# Résolu - Thunderbolt 1 compatible Thunderbolt 2 ? Oui !!



## nifex (25 Avril 2014)

Bonjour à tous,

J'ai un problème pour brancher mon cable Thunderbolt dans l'entré thunderbolt 2 de ma carte mère Gigabyte Z87X-UD7H TH.

*Savez-vous si l'entrée thunderbolt 1 et exactement la même que l'entré thunderbolt 2 ?*

J'ai testé avec le cable de l'écran Apple Thunderbolt et avec un cable thunderbolt 1 Lacie pour connecter un DD externe, mais les 2 cable ne rentre pas, ils sont trop gros du coté du bas (pas le coté ou il y a l'angle de chaque coté, mais de l'autre coté). Alors j'ignore si je dois continuer a forcer, si la carte mère a un défaut ou si c'est le thunderbolt 2 qui n'est pas compatible avec la première version.

J'ai cherché sur internet mais je n'ai rien trouvé qui indique que ce soit incompatible, au contraire les cable ont l'air d'être exactement les même comme il n'est jamais indiqué si c'est la première ou 2ème version...

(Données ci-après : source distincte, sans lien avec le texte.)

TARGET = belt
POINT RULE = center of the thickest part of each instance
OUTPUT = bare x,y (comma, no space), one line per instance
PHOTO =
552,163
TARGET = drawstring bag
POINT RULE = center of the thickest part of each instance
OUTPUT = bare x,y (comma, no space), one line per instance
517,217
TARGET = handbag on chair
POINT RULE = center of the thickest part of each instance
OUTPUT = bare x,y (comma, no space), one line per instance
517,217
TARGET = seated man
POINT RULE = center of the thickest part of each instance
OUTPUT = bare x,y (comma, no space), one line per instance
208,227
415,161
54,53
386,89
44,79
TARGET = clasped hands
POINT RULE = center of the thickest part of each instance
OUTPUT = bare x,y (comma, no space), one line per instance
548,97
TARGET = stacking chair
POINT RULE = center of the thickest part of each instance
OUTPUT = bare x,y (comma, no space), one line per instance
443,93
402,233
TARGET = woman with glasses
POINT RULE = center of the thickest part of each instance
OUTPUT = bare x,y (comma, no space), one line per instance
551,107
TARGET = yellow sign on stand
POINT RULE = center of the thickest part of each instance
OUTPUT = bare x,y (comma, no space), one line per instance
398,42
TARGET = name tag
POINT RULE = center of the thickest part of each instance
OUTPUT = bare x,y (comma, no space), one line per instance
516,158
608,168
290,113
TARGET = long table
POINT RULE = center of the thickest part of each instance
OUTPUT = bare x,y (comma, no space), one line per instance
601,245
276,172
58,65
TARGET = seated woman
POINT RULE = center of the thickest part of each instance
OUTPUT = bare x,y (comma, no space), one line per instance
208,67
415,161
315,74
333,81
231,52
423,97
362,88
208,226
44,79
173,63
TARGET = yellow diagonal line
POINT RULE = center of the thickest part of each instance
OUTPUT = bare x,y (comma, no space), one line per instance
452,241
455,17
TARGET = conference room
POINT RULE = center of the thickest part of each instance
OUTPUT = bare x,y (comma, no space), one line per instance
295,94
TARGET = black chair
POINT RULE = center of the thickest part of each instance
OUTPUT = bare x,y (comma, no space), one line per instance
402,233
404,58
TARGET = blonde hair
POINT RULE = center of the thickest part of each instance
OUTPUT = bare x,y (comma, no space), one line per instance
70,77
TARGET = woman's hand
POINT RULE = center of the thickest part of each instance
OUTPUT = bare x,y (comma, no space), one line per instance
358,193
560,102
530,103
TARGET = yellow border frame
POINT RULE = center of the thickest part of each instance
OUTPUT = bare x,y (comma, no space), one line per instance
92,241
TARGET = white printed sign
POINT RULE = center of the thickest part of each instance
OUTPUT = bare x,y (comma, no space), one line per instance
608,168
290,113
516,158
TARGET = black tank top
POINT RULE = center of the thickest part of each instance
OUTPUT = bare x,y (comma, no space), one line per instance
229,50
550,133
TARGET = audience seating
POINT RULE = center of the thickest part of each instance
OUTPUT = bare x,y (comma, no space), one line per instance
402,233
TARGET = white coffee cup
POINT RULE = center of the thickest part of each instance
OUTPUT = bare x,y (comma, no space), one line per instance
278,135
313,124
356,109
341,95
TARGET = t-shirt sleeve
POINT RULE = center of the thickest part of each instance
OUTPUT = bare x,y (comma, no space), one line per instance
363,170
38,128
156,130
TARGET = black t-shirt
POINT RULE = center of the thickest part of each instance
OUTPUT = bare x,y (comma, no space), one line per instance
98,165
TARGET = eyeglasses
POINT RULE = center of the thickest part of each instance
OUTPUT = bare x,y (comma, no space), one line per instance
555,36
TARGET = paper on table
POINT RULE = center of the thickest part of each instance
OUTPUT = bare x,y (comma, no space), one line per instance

Merci d'avance pour votre aide ! 

---------- Nouveau message ajouté à 12h45 ---------- Le message précédent a été envoyé à 12h39 ----------

EDIT : Finalement j'ai choisi de défoncer le morceau de métal qui m'empêchait de connecter mon cable et en arrachant tout j'ai enfin entièrement accès au connecteur thunderbolt et j'ai bien pu le brancher


----------